U.S. stocks are finally having a normal day Thursday. But they’re still down.
Here’s a catch-up on where stocks are, where the economy is headed and what the government is doing to stop the bleeding.
U.S. stocks were down Thursday, with the S&P 500 down 2.69%. Money still moved into treasuries, with the 10 year yield dipping slightly to 1.13%, a muted move.
The S&P 500 is deep into bear market territory, down almost 30% from its all-time high.
Strategists and economists are now looking for a 10% to 20% decline in GDP growth for the second quarter. With the coronavirus nowhere near contained, many wonder how long this potentially deep recession could last, creating almost no appetite for stocks.
The federal government approved a $1.2 trillion stimulus plan, which includes $50 billion of loans for the ailing airline industry as almost all travel shuts down. Much of the full plan will go towards containing the virus. The government will also make $1,000 payments twice over the next few months to American families, some of which are experiencing layoffs and a a worsening financial outlook.
Some on Wall Street focus on the improved financial position families will experience for the short-term as a result of this, while others note that the money must be spent to be effective.
As for the stimulus plan at large, many are worried it won’t be enough and that it is small and medium sized businesses that need cash as much as large corporates do. “The government is in the process of figuring out what stimulus would work for protecting small and medium sized businesses, and today’s move in the global markets and early weakness in the SPX show President Trump’s current proposal of $1.2 trillion is still likely not enough,” said Canaccord Genuity’s chief equities strategist Tony Dwyer in a note, in which he predicts a recession now.
“Market volatility will persist until the government – fiscal or monetary – provides a backstop to stressed corporates and small & medium businesses,” wrote Lauren Goodwin Economist and Multi-Asset Portfolio Strategist at New York Life Investments. "Support of those functions is vital to ensuring the economic disruption of COVID-19, though severe, is temporary."
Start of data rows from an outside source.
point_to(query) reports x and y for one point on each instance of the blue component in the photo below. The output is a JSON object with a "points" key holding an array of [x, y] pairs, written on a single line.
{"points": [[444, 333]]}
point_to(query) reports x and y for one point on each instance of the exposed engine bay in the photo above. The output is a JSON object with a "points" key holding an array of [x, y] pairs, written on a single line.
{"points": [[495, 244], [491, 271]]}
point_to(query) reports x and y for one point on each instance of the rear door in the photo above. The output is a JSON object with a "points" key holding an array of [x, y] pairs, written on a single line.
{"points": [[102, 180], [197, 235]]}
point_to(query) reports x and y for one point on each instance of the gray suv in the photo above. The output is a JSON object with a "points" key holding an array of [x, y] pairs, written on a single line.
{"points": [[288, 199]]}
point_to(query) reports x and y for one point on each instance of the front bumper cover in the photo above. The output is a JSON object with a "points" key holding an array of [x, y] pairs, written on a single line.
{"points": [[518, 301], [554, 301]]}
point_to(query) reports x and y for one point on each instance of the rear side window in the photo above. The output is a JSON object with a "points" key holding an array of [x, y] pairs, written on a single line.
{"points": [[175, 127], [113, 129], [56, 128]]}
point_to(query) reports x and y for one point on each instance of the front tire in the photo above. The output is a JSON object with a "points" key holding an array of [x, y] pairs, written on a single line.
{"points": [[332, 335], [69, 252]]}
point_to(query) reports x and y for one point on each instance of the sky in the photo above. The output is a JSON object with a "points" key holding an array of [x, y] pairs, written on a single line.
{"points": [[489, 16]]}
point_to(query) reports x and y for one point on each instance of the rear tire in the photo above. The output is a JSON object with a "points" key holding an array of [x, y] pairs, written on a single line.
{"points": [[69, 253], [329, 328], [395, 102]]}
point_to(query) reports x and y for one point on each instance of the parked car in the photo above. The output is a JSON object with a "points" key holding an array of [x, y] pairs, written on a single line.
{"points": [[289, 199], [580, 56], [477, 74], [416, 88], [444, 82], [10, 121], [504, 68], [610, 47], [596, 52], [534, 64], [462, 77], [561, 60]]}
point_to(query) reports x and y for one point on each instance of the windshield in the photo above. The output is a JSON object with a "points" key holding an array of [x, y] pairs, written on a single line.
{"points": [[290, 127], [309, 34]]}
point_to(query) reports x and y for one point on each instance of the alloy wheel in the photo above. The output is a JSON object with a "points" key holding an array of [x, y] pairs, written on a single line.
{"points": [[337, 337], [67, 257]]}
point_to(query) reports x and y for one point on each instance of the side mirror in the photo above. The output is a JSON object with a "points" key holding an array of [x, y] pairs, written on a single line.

While the Federal Reserve has used several tools, like buying treasuries, to keep short-term interest rates low and the money supply up, it has also turned to other tactics to keep a drying liquidity situation in the economy fluid. Not only has the Fed given the green light to its emergency fund of sorts to lend short-term commercial paper to businesses (in which rates have spiked), but the central bank is also supporting mutual funds.
The Fed is providing liquidity to money market mutual funds, which are funds that buy highly liquid cash assets and short-term debt. These serve as a liquid investment vehicle for investors to park their largely uninvested cash. Investors, in a rush to raise cash ahead of a recession — while all asset classes had seen a dimming price appreciation outlook — had pulled out of these funds, forcing these finds to sell their investments. That put price pressure on short term debt assets, raising the cost of borrowing for companies.